How to cleanly shutdown Eclipse from Linux command line?

Maian picture Maian · Jun 17, 2011 · Viewed 23.6k times · Source

Is there a way to shutdown Eclipse cleanly from the command line, such that files and workspaces are saved? kill -3 doesn't do anything. kill -1 and kill -15 (default) causes Eclipse to exit abruptly with JVM termination popup. kill -9 does the same thing.

The use case is that I'm working remotely on a machine with Eclipse loaded on it, and I want to save memory by closing Eclipse, but I want Eclipse to save its state first.

I could use VNC or some alternative desktop sharing software, but that's really heavy-weight, and I'd much prefer a command line solution.

EDIT: System info: RHEL5.1 64-bit using GNOME

Answer

pidge picture pidge · Oct 13, 2012

I figured this out with the help of gigi's answer and another question. You're going to need the wmctrl and xdotool utilities from your package manager.

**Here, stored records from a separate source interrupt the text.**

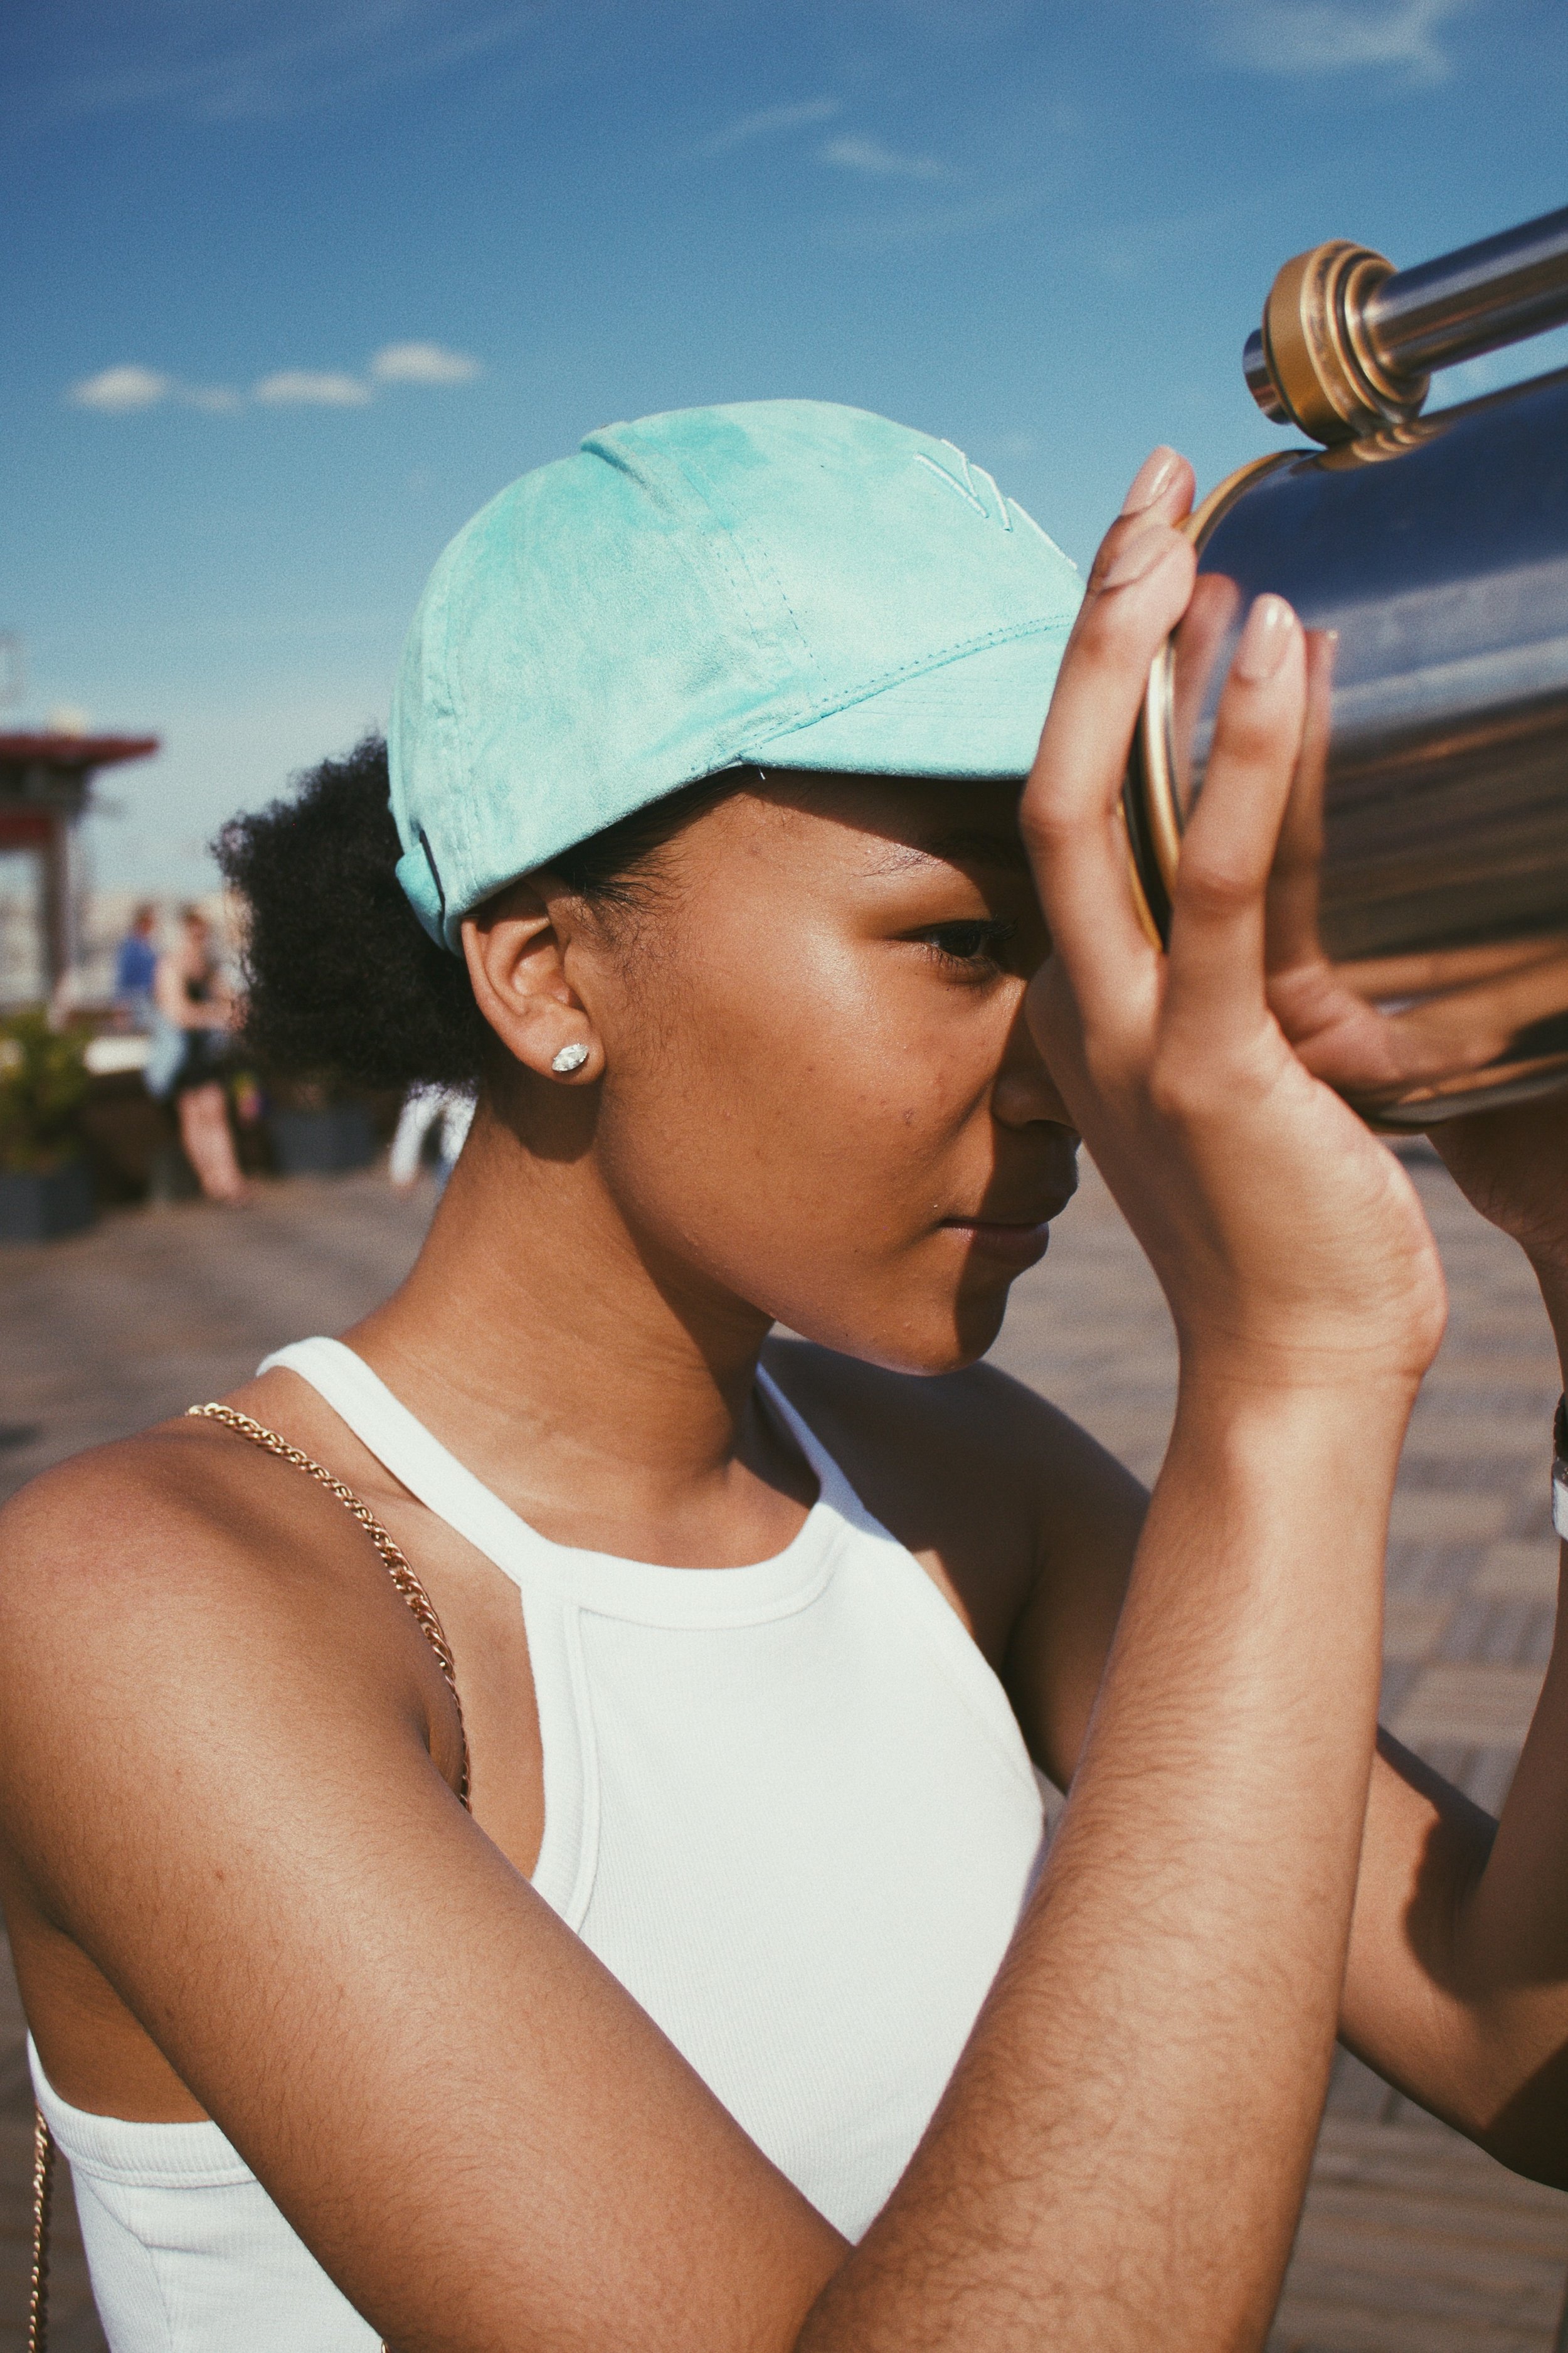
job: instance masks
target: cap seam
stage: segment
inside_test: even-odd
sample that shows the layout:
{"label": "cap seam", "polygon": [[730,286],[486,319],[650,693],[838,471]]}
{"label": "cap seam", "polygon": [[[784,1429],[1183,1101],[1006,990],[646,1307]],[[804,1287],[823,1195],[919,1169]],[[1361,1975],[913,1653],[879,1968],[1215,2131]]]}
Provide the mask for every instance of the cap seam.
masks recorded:
{"label": "cap seam", "polygon": [[[465,551],[465,553],[467,552],[468,551]],[[455,832],[458,836],[458,843],[451,842],[449,838],[447,842],[443,843],[443,854],[450,863],[455,851],[458,864],[463,870],[471,873],[474,868],[474,855],[473,838],[469,825],[469,810],[468,807],[468,797],[461,788],[461,780],[466,766],[466,763],[462,756],[463,739],[466,735],[467,730],[464,726],[463,712],[459,699],[453,691],[452,684],[452,591],[453,573],[455,570],[455,565],[449,565],[447,567],[445,577],[441,581],[439,590],[437,591],[435,599],[436,611],[431,617],[436,622],[438,632],[437,638],[438,652],[436,662],[432,667],[436,670],[437,676],[439,680],[439,692],[442,706],[441,716],[446,722],[446,724],[441,728],[437,736],[437,744],[441,755],[441,797],[446,803],[447,807],[451,811],[452,816],[457,819],[457,823],[451,828],[451,831]],[[424,814],[428,814],[428,812],[423,812],[422,817]],[[443,828],[442,830],[445,831],[447,828]],[[424,833],[423,822],[421,822],[420,825],[420,832],[421,834]],[[435,860],[431,855],[430,842],[427,836],[421,841],[420,847],[424,850],[425,862],[430,869],[430,879],[435,883],[436,893],[441,902],[441,928],[443,932],[445,932],[447,923],[447,909],[448,905],[447,881],[443,878],[440,869],[437,866]]]}
{"label": "cap seam", "polygon": [[[775,725],[765,736],[752,735],[747,740],[774,743],[781,735],[793,735],[800,728],[808,727],[814,719],[827,718],[837,711],[853,711],[857,703],[869,702],[873,696],[883,693],[889,686],[896,686],[900,679],[921,678],[931,670],[946,670],[968,654],[983,653],[989,646],[1013,645],[1021,638],[1048,637],[1054,629],[1070,628],[1072,616],[1063,614],[1050,620],[1014,622],[1004,629],[987,629],[979,637],[955,638],[934,655],[925,654],[917,660],[901,662],[896,670],[879,670],[868,685],[852,688],[847,693],[835,691],[819,695],[797,718],[787,720],[783,725]],[[741,753],[737,751],[734,756],[740,757]]]}
{"label": "cap seam", "polygon": [[[642,456],[640,451],[638,454],[639,457]],[[682,480],[686,482],[688,487],[695,492],[698,498],[701,500],[703,512],[707,515],[712,530],[722,543],[724,551],[724,571],[729,584],[730,595],[734,602],[736,610],[746,624],[746,633],[751,638],[753,647],[764,657],[769,651],[768,647],[758,632],[756,622],[752,618],[751,607],[753,603],[760,605],[763,601],[763,595],[761,592],[764,592],[766,589],[771,588],[773,594],[777,597],[778,602],[784,607],[785,613],[789,616],[790,628],[794,634],[795,644],[798,647],[803,659],[809,668],[815,670],[817,667],[816,658],[812,652],[811,646],[806,638],[805,630],[800,626],[799,617],[795,613],[795,607],[790,603],[784,585],[779,578],[777,573],[773,570],[772,564],[768,561],[766,550],[762,549],[758,551],[762,558],[762,566],[760,570],[757,562],[754,560],[752,549],[737,533],[733,523],[727,521],[720,512],[719,508],[715,503],[713,487],[709,481],[707,476],[701,472],[690,459],[679,450],[661,450],[658,455],[666,465],[669,466],[681,477]],[[646,458],[643,459],[643,462],[645,464],[647,463]],[[689,558],[688,561],[689,561]],[[741,570],[746,574],[752,590],[759,592],[754,596],[754,597],[745,598],[738,593],[733,565],[738,565],[740,566]],[[761,576],[762,571],[765,571],[765,580]]]}
{"label": "cap seam", "polygon": [[[750,576],[753,587],[759,590],[771,588],[773,594],[784,607],[785,613],[789,616],[790,630],[795,638],[795,645],[799,649],[801,659],[805,663],[808,670],[816,670],[817,669],[816,656],[812,650],[811,643],[806,637],[805,631],[801,628],[800,617],[796,613],[795,607],[790,602],[789,591],[784,586],[784,582],[780,579],[778,573],[774,570],[767,549],[760,543],[754,548],[749,545],[747,541],[735,530],[733,524],[726,522],[723,518],[715,512],[711,493],[709,491],[706,483],[702,482],[701,478],[693,477],[691,475],[684,459],[678,459],[677,463],[680,466],[681,472],[686,474],[688,480],[693,482],[693,487],[701,489],[703,502],[708,509],[708,512],[713,517],[716,528],[722,533],[726,545],[731,549],[737,561],[743,566],[744,570]],[[753,643],[760,644],[760,641],[757,638],[756,628],[752,624],[749,614],[746,618],[746,626],[748,629],[751,630]]]}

Unless you're running in a terminal emulator on the same display, you need to set the right display:

$ export DISPLAY=:0.0

Then (irrelevant windows elided from example):

# List windows
$ wmctrl -l
...
0x030000fa  0 kcirb Java - Eclipse

# Tell Eclipse window to close gracefully
$ wmctrl -c eclipse

# Darn, there's a confirmation dialog
$ wmctrl -l
...
0x030000fa  0 kcirb Java - Eclipse 
0x03003c2d  0 kcirb Confirm Exit 

# Send return key to the window
$ xdotool key --window 0x03003c2d Return

Worked for me on Ubuntu 12.04, at least.

EDIT: See Scarabeetle's answer for the tweaks you need to make it work from a script.